Chariot (for two pianos) (composed September 2012) is an advanced-level minimalist orchestral work originally written as a two-piano work. As the nearly six minute work progresses, the amount of time spent in the undulating world of staunch open tertian and perfect intervals gradually shortens while that given over to the more frenzied thematic modes lengthens. The very first section which introduced the miliare idea produce the first series of rapidly mixed inflections of color and textures that become borrowed and those introductory patterns and figurations that operate in continuous harmony slowly become blurred to an ever-increasing ratio.

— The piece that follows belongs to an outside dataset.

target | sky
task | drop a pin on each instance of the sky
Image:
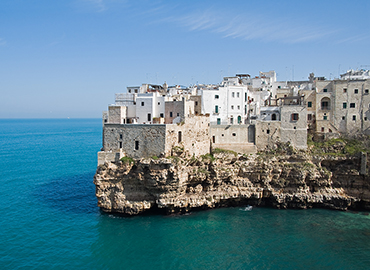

The topography of the form and the variety of diverse minimalist ostinati – across the entire range of the orchestra – suggest the rippling of wheels across a gravelly road, as the piece disjointedly surges with sometimes stabbing figurations and sometimes tranquil circular fragments, that can be as violent or forceful as a Roman chariot race. In most cases, each hand operates in an elliptical, spiraling manner, generating patterns and lines that operate in continuous harmony with other instrumental sections.
These musical blocks are always articulated by short thematic re-statements in a jaunting, dotted eighth-sixteenth pattern, which act as guideposts to mark smaller repetitious ostinato-like “loops” that form sublayers of contrasting and propulsive internal units that are carefully balanced to off set and counter clarity and attention to the larger forms they support and accentuate.